My body has changed a lot already, and is continuing to change as I progress toward my goals. I’m nowhere close to the end of my journey, but would love to help any beginner dive in to the sport with some good advice.
Five basic tips for the beginning jogger:
- Quit running in your Converse or Vans. Seriously. These are just awful. I’ll do a shoe post later this week with all I’ve learned from my experiences with diverse types of athletic shoes – bottom line, if you don’t want to end up injured, your street shoes are never going to cut it.
- Set concrete, attainable goals. Just like with a tailored nutrition program, you’re not going to hit your targets with running until you know exactly what your targets are. I’m a long-term kind of person; I prefer yearly mileage goals to keep myself motivated (my goal for 2015 is 300mi total, up from a 2014 goal of 200mi). That breaks down into monthly and weekly mileage goals so I can stay on track, and makes for a great feeling of accomplishment at the end of the year. This year I also have a goal to get my mile down under 7 minutes – a tough, but attainable benchmark.
- Set minimums to ensure quality workouts. Right now a mile may seem like a lot, but a year from now, you’ll think a mile is chump change. The only way to make that happen is to ensure you run more than a mile, every time you run. Though I remember when I first started on the treadmill, I was downright huffing and puffing to finish a mile, now I can typically clean up a quick 5 miles in 45min or less on the treadmill, and still be breathing normally. It’s possible.
- Listen to your body. Self-aware athletes (even amateurs) know that there is a difference between “good pain” and “bad pain.” A steady leg burn during the run and jelly legs or soreness afterward are normal for runners, but a sharp joint or foot pain or a “tweaked” feeling in the leg or knee muscles is a sign you should rest and ice for awhile. Running is a high-impact sport for your legs, so it’s easy for injuries to intensify quickly, especially if you’re new and have less-than-perfect form.
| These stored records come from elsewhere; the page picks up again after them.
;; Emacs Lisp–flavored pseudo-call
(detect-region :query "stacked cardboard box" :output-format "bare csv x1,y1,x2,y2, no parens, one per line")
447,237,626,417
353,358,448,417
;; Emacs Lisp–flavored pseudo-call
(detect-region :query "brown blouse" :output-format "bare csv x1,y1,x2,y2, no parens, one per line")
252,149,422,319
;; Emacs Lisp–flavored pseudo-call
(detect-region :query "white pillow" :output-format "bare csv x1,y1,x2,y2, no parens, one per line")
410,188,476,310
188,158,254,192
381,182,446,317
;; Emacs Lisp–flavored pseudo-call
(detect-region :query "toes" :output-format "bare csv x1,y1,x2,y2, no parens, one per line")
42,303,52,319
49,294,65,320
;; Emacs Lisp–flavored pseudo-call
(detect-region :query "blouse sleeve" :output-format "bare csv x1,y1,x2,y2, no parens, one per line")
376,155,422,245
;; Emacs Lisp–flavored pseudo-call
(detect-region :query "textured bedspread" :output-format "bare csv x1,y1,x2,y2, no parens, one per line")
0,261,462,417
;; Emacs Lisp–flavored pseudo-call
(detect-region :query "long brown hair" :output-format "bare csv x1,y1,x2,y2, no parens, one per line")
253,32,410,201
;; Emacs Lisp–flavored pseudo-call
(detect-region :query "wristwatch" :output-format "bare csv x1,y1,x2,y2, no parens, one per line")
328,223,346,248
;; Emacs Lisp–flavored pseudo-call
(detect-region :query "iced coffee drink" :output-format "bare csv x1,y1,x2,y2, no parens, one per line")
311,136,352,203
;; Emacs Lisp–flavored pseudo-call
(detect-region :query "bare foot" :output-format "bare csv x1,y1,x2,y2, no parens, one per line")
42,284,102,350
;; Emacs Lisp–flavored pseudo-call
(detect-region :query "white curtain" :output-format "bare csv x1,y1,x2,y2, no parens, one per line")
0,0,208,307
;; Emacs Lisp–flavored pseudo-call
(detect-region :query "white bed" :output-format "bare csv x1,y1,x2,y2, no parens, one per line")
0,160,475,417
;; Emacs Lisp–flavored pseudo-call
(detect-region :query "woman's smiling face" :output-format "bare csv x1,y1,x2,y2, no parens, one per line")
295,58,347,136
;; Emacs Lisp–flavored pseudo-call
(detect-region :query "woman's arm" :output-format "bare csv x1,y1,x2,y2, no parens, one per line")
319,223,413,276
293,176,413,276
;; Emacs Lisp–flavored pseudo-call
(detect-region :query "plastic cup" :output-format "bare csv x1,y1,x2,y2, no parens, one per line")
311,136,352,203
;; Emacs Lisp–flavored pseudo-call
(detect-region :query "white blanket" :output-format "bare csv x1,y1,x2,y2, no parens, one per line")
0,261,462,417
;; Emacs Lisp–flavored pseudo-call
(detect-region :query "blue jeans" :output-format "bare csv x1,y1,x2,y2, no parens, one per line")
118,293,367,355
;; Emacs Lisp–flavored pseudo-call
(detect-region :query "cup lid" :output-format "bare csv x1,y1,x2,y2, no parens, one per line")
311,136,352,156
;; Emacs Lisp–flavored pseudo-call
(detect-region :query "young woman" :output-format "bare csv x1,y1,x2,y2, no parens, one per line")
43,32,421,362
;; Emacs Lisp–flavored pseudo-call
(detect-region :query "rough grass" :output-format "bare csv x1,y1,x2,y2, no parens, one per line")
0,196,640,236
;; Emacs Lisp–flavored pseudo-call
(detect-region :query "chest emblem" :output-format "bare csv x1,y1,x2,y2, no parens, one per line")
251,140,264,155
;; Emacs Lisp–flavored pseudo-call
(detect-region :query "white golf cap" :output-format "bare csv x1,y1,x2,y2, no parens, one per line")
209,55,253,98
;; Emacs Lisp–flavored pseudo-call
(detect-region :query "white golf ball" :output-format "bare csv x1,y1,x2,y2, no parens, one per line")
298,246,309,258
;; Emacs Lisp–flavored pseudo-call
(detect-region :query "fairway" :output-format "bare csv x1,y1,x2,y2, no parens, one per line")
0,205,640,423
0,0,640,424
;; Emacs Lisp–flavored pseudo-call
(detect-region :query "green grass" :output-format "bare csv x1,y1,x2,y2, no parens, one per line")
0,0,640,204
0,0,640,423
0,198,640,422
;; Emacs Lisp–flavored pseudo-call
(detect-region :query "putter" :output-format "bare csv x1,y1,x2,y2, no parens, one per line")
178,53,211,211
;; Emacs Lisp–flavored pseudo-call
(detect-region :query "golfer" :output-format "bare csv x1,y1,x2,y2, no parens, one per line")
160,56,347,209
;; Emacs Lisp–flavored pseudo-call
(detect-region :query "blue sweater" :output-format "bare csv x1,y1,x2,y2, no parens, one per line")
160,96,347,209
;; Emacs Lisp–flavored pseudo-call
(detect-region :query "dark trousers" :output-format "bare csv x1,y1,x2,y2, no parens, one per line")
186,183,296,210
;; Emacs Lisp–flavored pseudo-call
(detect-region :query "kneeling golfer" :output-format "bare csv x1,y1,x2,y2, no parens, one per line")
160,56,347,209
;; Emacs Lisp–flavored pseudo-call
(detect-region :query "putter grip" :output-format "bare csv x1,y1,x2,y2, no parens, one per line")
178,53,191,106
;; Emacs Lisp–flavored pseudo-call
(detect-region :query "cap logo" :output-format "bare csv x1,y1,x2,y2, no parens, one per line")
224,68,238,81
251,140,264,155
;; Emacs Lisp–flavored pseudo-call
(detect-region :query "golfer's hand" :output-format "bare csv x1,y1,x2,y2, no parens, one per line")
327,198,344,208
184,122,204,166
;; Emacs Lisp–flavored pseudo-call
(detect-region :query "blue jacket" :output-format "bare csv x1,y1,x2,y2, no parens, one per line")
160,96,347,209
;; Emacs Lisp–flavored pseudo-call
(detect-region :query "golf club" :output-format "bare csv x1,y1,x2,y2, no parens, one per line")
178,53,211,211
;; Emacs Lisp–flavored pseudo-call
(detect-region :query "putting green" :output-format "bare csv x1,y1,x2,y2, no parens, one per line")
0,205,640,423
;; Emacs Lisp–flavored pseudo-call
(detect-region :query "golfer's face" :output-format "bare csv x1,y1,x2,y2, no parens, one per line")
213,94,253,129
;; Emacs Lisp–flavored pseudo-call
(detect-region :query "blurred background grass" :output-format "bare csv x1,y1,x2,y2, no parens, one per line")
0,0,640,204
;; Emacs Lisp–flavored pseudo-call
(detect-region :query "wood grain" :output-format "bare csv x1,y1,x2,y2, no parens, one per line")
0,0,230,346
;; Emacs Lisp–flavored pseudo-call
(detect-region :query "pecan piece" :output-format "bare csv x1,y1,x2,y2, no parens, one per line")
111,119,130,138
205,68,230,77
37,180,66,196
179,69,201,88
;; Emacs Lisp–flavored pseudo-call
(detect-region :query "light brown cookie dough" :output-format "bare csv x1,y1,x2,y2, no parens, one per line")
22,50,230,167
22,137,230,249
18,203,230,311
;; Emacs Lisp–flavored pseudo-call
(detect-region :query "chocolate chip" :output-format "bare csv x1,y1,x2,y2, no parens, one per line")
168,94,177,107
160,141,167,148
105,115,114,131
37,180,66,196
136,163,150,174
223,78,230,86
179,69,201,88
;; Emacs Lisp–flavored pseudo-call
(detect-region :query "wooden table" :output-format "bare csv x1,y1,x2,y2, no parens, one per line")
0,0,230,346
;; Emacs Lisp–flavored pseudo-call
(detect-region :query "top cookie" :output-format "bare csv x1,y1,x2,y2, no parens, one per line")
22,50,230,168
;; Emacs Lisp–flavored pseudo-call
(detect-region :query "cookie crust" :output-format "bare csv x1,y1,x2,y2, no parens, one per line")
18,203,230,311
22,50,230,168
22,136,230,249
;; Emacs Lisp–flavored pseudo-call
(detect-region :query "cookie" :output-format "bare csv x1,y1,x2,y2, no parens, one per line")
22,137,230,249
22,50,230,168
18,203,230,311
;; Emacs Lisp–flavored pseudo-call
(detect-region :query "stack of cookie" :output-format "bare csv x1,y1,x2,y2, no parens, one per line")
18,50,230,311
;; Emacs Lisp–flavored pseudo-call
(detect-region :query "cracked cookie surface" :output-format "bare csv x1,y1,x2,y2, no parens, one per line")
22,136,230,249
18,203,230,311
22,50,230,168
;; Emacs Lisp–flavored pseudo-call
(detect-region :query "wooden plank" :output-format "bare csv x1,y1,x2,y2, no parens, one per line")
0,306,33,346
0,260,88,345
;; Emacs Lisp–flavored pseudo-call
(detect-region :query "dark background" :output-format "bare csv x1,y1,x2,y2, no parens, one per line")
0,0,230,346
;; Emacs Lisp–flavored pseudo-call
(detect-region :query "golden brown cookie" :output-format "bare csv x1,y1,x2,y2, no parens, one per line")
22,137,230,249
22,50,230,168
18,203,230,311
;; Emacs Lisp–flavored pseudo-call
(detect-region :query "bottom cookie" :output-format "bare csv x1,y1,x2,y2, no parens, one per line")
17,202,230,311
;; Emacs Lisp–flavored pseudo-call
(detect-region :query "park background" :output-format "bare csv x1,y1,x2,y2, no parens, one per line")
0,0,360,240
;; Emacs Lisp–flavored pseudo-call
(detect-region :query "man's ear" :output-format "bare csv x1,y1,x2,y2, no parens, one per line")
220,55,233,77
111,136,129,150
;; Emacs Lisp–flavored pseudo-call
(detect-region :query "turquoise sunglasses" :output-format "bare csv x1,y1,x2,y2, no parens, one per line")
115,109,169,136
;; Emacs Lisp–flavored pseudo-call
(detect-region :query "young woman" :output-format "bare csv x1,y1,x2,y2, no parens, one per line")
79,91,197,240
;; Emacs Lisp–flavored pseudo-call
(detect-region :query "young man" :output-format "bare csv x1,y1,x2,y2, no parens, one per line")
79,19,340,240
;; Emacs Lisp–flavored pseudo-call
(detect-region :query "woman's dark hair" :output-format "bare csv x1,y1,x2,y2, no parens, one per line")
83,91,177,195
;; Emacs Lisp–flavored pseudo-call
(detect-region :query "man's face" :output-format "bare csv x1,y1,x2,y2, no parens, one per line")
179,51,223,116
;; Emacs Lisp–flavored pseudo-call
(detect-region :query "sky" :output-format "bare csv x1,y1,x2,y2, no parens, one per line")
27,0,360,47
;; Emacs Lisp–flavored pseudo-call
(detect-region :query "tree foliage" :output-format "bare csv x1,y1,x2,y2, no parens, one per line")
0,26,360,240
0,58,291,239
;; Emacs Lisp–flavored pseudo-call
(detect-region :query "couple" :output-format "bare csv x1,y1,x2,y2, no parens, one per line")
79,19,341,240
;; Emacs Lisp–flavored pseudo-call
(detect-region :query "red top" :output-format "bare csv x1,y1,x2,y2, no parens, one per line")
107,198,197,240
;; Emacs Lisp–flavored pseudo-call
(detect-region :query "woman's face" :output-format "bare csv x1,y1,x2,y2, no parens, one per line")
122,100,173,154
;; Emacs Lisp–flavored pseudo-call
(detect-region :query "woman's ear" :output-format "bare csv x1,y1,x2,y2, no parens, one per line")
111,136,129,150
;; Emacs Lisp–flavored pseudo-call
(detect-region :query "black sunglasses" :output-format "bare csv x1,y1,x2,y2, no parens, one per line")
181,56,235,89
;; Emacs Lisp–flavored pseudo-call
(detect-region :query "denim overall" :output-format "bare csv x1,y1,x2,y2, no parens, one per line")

- Do your homework. Running is a skill that takes a long time to master. Even if you’re already pretty fast, there’s always room for form improvement, and it gets exponentially more difficult to hold your form as you get more tired, say, around mile 10 of a half marathon in 95-degree summer heat. Even with two solid years of running experience under my belt, I still consider my form to be pretty sloppy. Read up on running form and function as much as possible, and I guarantee you’ll start noticing ways you can improve your own stride. I love Competitor and Active Network right now. If you don’t know what the heck these people are talking about right now, wait until you have a a few dozen more miles completed and you might start to catch their drift.
Hope this is at least somewhat insightful and inspires at least one person to get out and run today! **As long as it’s over a mile!